On January 21, Parade, a tabloid insert in the Sunday editions of newspapers nationwide, ran a cover story titled "Why They Excel--What we can learn from our Asian-American students who are winning coveted places and high honors."
Asian-Americans make up 2.4 percent of the population of this country and 17.1 percent of the first-year class at Harvard. Can a single explanation account for this discrepancy?
The author of the Parade piece, Fox Butterfield, believes so. Basing his argument on observations from his 15 years in Asian countries, Butterfield glibly declares that the educational attainment of Asian-Americans is attributable to the common Asian heritage of Confucianism.
In his eyes, this ancient Chinese philosophy underlies the notions of hard work, education and a strong sense of family. Such a characterization, though common in the U.S., is superficial and inaccurately stereotypical.
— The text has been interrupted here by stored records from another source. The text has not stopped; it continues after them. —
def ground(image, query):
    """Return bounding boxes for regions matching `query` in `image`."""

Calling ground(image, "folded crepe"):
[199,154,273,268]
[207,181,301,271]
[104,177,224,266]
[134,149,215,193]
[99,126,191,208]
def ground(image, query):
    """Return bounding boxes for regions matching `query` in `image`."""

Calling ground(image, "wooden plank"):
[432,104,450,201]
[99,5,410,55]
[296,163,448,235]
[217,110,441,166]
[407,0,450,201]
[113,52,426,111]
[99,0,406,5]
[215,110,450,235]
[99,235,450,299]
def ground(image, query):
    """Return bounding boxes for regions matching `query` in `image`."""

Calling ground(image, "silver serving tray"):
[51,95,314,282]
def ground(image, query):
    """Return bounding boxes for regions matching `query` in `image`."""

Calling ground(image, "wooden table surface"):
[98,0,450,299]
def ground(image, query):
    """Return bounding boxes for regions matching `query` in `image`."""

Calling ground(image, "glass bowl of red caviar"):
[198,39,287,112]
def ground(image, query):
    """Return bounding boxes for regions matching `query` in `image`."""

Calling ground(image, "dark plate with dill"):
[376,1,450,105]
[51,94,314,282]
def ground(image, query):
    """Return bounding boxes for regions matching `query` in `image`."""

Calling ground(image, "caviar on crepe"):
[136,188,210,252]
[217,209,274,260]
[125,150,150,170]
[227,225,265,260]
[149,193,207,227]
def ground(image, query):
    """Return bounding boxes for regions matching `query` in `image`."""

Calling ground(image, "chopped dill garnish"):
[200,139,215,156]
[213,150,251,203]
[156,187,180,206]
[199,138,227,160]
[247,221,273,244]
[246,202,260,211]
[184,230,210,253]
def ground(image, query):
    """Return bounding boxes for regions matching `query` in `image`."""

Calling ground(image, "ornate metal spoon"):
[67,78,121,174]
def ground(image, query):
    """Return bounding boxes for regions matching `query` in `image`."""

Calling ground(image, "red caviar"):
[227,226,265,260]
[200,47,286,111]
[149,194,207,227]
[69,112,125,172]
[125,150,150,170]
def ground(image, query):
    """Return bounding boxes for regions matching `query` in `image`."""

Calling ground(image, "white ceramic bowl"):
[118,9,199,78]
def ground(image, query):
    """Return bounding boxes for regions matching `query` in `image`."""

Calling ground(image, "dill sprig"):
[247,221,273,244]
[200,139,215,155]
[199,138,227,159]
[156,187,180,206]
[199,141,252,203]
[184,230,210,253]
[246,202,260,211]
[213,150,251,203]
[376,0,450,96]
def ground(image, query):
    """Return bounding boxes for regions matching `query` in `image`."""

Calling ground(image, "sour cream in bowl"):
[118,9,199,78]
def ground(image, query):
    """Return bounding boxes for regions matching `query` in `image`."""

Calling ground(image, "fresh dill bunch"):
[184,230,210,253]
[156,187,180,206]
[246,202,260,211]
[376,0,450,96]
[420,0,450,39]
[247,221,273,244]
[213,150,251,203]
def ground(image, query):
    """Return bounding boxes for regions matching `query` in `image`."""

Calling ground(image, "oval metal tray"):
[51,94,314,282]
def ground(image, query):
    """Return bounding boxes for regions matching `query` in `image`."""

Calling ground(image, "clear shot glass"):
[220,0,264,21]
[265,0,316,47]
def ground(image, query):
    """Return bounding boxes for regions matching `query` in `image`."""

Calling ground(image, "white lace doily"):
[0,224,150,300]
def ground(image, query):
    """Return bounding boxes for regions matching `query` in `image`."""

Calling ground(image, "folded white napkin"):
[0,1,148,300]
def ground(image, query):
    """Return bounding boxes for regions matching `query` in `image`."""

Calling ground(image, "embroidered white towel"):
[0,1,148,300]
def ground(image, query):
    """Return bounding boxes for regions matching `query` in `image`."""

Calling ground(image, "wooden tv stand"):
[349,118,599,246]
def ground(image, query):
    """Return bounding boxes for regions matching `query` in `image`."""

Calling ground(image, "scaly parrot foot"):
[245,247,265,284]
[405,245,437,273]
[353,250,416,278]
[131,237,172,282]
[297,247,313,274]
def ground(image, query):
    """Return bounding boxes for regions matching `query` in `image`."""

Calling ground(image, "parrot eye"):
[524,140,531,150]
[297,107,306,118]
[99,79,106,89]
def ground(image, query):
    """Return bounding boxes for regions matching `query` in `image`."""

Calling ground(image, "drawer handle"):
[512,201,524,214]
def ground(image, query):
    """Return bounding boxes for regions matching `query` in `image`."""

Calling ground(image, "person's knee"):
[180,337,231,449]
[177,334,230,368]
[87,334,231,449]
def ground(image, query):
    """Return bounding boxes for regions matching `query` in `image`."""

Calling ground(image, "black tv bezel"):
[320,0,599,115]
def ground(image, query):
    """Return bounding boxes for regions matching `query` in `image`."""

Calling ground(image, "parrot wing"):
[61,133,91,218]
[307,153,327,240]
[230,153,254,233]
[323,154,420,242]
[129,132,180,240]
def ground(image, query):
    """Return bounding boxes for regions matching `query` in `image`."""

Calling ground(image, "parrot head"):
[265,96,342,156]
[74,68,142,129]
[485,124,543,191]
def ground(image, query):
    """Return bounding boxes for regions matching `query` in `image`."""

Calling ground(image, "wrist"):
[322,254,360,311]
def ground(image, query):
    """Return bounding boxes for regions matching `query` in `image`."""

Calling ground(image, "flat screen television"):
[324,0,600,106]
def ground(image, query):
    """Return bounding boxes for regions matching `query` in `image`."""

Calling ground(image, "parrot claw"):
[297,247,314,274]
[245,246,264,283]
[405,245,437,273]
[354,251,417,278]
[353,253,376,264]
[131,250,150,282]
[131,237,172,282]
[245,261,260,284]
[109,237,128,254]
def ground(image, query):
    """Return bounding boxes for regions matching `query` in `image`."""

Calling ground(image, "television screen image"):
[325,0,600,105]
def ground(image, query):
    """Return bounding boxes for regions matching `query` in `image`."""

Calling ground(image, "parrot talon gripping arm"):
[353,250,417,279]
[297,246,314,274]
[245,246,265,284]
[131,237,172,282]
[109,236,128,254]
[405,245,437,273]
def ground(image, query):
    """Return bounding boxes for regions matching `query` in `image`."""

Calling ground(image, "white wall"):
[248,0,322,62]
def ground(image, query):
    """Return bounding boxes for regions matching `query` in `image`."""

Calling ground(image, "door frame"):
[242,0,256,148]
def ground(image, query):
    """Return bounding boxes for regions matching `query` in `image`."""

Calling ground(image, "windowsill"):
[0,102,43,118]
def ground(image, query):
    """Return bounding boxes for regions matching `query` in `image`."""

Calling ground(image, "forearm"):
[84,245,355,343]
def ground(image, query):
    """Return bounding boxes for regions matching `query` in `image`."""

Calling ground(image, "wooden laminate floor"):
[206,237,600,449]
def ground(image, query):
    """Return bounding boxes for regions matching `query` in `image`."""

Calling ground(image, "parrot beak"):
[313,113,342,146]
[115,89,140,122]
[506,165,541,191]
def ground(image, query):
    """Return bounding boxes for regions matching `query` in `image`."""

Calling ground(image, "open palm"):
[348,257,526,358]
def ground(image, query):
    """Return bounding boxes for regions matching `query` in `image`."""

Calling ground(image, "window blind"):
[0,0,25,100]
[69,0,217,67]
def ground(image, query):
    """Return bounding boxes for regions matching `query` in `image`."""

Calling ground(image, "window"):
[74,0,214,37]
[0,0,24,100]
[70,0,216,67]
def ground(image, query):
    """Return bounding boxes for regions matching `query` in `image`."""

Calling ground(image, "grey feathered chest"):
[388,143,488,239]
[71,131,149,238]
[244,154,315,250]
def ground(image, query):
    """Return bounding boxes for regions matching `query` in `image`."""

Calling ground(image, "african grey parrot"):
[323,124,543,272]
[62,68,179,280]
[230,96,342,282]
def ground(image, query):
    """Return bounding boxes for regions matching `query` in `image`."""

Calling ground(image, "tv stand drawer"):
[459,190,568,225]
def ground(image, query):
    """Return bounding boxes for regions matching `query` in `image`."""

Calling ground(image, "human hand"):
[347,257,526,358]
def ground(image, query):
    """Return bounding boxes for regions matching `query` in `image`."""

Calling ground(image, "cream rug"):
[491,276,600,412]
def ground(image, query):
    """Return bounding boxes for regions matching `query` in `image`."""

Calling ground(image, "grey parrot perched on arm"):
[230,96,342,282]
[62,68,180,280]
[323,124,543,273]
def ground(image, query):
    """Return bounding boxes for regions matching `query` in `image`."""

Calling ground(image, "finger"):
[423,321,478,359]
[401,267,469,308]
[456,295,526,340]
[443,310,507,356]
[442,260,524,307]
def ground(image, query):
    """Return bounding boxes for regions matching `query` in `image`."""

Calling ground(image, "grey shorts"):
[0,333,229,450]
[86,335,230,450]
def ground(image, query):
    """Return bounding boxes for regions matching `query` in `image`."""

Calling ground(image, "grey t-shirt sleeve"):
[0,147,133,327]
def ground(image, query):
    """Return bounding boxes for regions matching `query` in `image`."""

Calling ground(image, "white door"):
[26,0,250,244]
Asian-Americans are more than just Asian transplanted to America. There is a unique set of forces and experiences associated with living in America that have little to do with the traditions and mores of the ancestral country. The real picture of Asian-Americans is much more complicated than the media stereotype of the model minority.
ASIAN-AMERICANS are a diverse group that defies simple generalizations. Even the generic term "Asian-American" is more a demo-graphic than a cultural term, created by government agencies to generate racial statistics.
Asian-Americans reflect a diversity of socioeconomic, historic, educational, ethnic, linguistic and cultural influences. Differences in English proficiency and degree of assimilation further distinguish Asian-Americans from one another. The common influence of Confucianism is almost negligible compared to these differences.
There are several more plausible reasons to explain the disproportionate representation of Asian-Americans in colleges.
Many Asian-Americans automatically assume that they will attend college, as reflected by their lower high school dropout rates and earlier planning for college. Parents often invest much of their own resources to improve the education of their children in hopes of giving the children better opportunities than they themselves had.
Certainly some of these values and beliefs are carried over from Asia. But the Asians who came to America are nothing like a random sample of the population of their native countries. Those people who are willing to consciously pull up stakes and move across the ocean to improve their lots are obviously exceptionally ambitious. This helps explain the extraordinary proportion of first-generation immigrants of all races who start their own businesses. Education and self-improvement are likely to be important values to such people.
Following the 1965 Immigration Act, which abolished restrictive quotas based on national origin, Asians migrated to the U.S. in increasing numbers. Many of these newcomers were well-educated professionals attracted to an economy that promised greater opportunity for them and their families. The sons and daughters of this "brain-drain" wave of immigration comprise a large part of today's college-age Asian Americans.
But not all immigrants picked up and moved of their own volition. In 1975, the United States began opening its doors to political refugees from Vietnam, Cambodia and elsewhere in Southeast Asia. Unlike the first wave of professionals and military families, the second wave of refugees were largely unprepared for life in a new country.
These political refugees, who came with little money or knowledge of the new language, were more likely to join the poor, less-educated residents of Chinatowns, Koreatowns, and other urban ghettos--the Asian-Americans whom the public rarely sees on the cover of magazines. One telling statistic: Fully 50 percent of Southeast Asian refugees in the U.S. are on welfare.
And Filipino-Americans, the second largest Asian ethnic group in the U.S., are among the most underrepresented of all minority groups in admission to selective colleges.